The launch of a business-led regional initiative could pave the way for greater economic integration in east Asia, says Nobuyuki Idei, while strengthening ties with the EU, the US and other trading partners –
There are growing uncertainties all around us since 9/11. Corporate scandals in the US have sent shockwaves through the global business community, and the ailing Japanese economy has yet to see any light at the end of a long tunnel.
But just as today’s problems are at least in part the consequence of actions taken in the past, so it is our duty as responsible citizens of the world to act now and sow the seeds of economic prosperity and political stability for future generations.
Through repeated business trips to the People’s Republic of China, and especially to such cities as Suzhou, Shenzhen, Beijing and Shanghai, I have seen for myself the rapid pace of social and economic change in China. It is demonstrating increased standing as the world’s leading manufacturing base, and has a vast, untapped market with enormous potential for growth.
Despite recent changes in government personnel, China will continue with programmes for economic growth and strengthen its ties to the global economy by fulfilling its World Trade Organization commitments.
In the light of China’s economic surge, I have been advocating in Japanese business circles the concept of “soft alliances”, which are loosely tied corporate relationships designed to promote synergy between two partners in such a way that each partner can complement its relative weaknesses with the other’s strengths.
In the case of Sony, we enjoy several such multilateral relationships with other companies whereby we are simultaneously business partners and head-on competitors.
Not only corporations but also entire countries can enter into such “soft alliances”. If such relationships could be extended to the entire east Asian region – including such countries as Japan, China, Korea and Singapore – this could lay the groundwork for the eventual creation of an East Asian Economic Association.
What steps can we now take to prepare the way for such an association? Aiming too high from the start – for example, trying to establish a regional free trade area comparable to Nafta (the North American Free Trade Agreement) – might derail the process. Agricultural issues in particular already pose significant obstacles to such discussions.
We could instead begin with realistic plans designed to stimulate economic growth within the region. Examples of such plans include an east Asian broadband IT initiative (a kind of IT super-highway connecting member states), plans addressing common energy and environmental issues, and an integrated stockmarket.
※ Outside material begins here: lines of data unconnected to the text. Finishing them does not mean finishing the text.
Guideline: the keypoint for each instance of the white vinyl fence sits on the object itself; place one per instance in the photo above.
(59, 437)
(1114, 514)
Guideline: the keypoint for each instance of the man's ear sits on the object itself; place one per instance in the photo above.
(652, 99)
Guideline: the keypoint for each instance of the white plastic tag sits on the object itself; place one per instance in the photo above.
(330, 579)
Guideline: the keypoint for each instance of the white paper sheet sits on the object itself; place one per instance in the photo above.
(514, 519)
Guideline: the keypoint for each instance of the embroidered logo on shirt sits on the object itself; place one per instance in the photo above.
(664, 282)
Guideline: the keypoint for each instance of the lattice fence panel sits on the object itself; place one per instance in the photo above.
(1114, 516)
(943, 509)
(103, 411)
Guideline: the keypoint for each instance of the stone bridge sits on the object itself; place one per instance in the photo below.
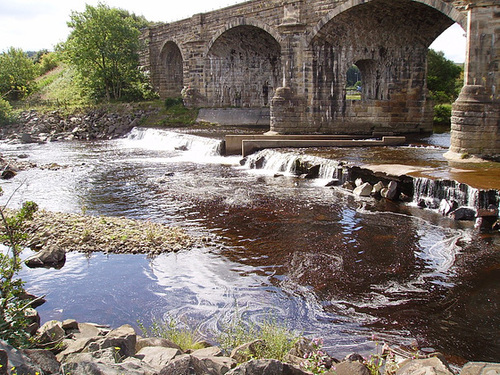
(292, 57)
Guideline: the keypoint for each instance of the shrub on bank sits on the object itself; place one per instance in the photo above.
(6, 113)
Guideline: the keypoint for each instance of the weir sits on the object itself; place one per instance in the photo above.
(290, 58)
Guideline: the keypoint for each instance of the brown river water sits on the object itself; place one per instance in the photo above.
(322, 261)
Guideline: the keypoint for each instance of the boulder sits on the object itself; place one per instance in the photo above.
(155, 341)
(49, 257)
(16, 358)
(391, 191)
(123, 337)
(212, 351)
(51, 333)
(266, 367)
(351, 368)
(363, 190)
(246, 351)
(481, 368)
(463, 213)
(445, 207)
(44, 359)
(157, 356)
(377, 188)
(186, 365)
(433, 365)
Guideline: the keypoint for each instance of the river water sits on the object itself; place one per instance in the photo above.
(318, 259)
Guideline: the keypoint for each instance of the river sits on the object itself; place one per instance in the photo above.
(323, 262)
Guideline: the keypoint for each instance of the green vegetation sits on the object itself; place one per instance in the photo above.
(173, 330)
(17, 74)
(104, 49)
(13, 322)
(444, 81)
(6, 113)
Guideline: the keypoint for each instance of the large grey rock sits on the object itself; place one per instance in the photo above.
(17, 359)
(481, 368)
(155, 341)
(351, 368)
(391, 191)
(157, 356)
(266, 367)
(129, 367)
(463, 213)
(123, 337)
(186, 365)
(51, 333)
(427, 366)
(212, 351)
(246, 351)
(48, 257)
(44, 359)
(218, 365)
(363, 190)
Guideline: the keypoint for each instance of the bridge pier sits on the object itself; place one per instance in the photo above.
(475, 127)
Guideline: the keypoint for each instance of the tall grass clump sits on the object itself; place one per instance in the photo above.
(175, 331)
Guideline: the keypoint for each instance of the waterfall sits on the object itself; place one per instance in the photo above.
(273, 161)
(163, 140)
(429, 193)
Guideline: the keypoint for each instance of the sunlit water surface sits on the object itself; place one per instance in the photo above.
(318, 259)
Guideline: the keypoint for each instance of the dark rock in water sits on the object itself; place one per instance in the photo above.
(313, 172)
(7, 174)
(334, 182)
(348, 186)
(391, 192)
(363, 190)
(44, 359)
(480, 368)
(259, 163)
(445, 207)
(463, 213)
(48, 257)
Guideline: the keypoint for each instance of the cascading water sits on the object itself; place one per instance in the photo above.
(292, 163)
(157, 139)
(312, 257)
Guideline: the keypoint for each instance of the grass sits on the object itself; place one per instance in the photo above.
(171, 329)
(278, 339)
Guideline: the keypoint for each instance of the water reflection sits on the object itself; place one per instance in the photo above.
(326, 262)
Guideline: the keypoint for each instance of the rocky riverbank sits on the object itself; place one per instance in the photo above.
(53, 234)
(89, 349)
(84, 124)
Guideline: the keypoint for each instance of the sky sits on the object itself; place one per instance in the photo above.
(33, 25)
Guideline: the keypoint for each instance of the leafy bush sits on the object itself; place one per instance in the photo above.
(12, 305)
(173, 330)
(17, 74)
(442, 114)
(6, 114)
(48, 62)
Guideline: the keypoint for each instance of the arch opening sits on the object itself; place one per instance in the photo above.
(172, 64)
(388, 41)
(242, 68)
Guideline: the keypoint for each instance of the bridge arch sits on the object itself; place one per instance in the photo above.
(388, 40)
(242, 65)
(439, 5)
(172, 64)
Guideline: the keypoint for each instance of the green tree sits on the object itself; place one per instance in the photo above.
(12, 304)
(104, 47)
(17, 74)
(442, 77)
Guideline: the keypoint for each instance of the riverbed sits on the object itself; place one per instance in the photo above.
(322, 261)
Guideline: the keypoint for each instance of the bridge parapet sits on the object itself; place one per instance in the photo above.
(293, 57)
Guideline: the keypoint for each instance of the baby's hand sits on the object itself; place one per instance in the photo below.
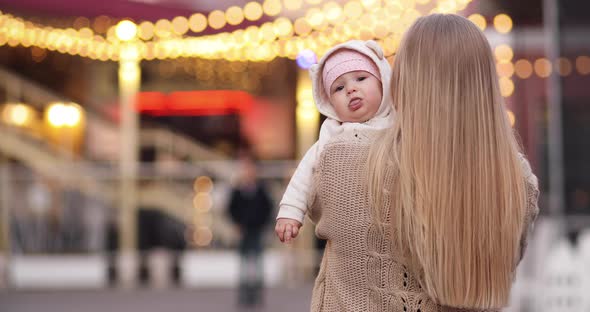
(287, 229)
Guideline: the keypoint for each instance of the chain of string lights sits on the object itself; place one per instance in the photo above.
(320, 26)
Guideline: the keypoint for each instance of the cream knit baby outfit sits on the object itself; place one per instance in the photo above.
(295, 201)
(362, 270)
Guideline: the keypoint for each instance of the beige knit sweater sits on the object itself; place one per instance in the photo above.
(357, 273)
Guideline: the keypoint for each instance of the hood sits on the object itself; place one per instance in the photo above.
(374, 52)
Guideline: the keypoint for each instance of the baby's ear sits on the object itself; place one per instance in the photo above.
(375, 47)
(314, 68)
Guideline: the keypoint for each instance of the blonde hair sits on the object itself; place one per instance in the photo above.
(458, 196)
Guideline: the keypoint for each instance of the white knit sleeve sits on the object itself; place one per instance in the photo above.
(295, 201)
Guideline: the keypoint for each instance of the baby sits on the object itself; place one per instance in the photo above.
(351, 87)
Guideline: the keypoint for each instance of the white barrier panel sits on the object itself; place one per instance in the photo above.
(63, 271)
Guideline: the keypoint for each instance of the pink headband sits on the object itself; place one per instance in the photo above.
(344, 61)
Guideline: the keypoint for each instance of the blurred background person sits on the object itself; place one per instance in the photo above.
(250, 208)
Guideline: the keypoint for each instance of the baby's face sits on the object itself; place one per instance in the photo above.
(356, 96)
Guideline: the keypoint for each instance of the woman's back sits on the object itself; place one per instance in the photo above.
(364, 268)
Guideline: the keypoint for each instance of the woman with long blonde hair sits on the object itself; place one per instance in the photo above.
(461, 195)
(430, 215)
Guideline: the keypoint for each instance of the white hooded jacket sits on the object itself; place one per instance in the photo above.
(295, 201)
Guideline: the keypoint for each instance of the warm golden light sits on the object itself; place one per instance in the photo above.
(234, 15)
(126, 30)
(503, 23)
(217, 19)
(302, 27)
(180, 25)
(478, 20)
(564, 66)
(163, 28)
(583, 65)
(253, 11)
(506, 86)
(146, 30)
(523, 69)
(197, 22)
(293, 5)
(543, 67)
Such business-led initiatives could pave the way eventually for greater region-wide economic integration. Naturally, the purpose of such an association would certainly not be the isolation of the Asian nations from their non-Asian trading partners.
On the contrary, the association would seek to encourage economic growth in Asia by strengthening its ties to the EU, the US, and other trading partners.
Japan is in a position to take the lead in such initiatives. Its economic scale and critical role in the global economic community make it ideally suited as a point of interface between Asia, the US and the EU.
Admittedly, Asia lacks an experience equal to that of the Greco-Roman tradition that, via the Roman Empire, forms the basis for a common cultural, historical, and philosophical background in Europe.
Although many Asian nations have been strongly influenced by Chinese culture, there has never been a political or economic unity among the various parts of Asia, such as the Roman Empire and the Holy Roman Empire provided in Europe.
Cultural and historical differences aside, however, Asian nations can still derive many valuable hints and lessons from a study of the modern origins of the EU in the last century.
The idea for such a union originated in the book Paneuropa, written in 1923 by Count Richard Coudenhove-Kalergi (1894-1972, an Austrian diplomat whose mother, interestingly enough, was Japanese). Seventy years later, the Maastricht Treaty was signed, leading to the birth in 1994 of the European Union as a broadening of the European Community .
Is it reasonable to suppose that Asian nations can achieve a similarly successful economic union, when even the Europeans, with their common Greco-Roman cultural tradition, could scarcely unite themselves in 70 years?
Two factors lead one to be optimistic in this respect. One is the fact that Association of South East Asian Nations (Asean) members have already achieved a sort of economic cooperation similar to the “soft alliances” described above – proving that Asian nations are just as capable as European ones of working together for the common good.
The other is the recent history of Japan, which, between 1868 and 1968, transformed itself into a fully industrialized first-world nation with a high standard of living.
In other words, even though Japan began its industrial revolution about 100 years later than Europe’s, it has now at least equalled, if not surpassed, the technological advancement of European countries.
The rapid growth of other Asian countries such as Korea, Singapore and China also testifies to how quickly countries can catch up. Thus, even if east Asia is beginning its quest for unity almost 100 years later than Europe, there is no reason why it cannot catch up in this area as well. Recent developments in information technology can only help to speed up the process.
The World Economic Forum started as a small gathering to discuss European economic issues. Over the past 30 years, it has grown into one of the world’s most renowned economic forums, featuring experts from business, academia, and politics.
Its culturally diverse environment makes it an ideal place to discuss regional issues. Perhaps it can serve as a forum to start the discussion towards creating an open and prosperous East Asian Economic Association.
Nobuyuki Idei is chairman and chief executive officer of Sony Corporation.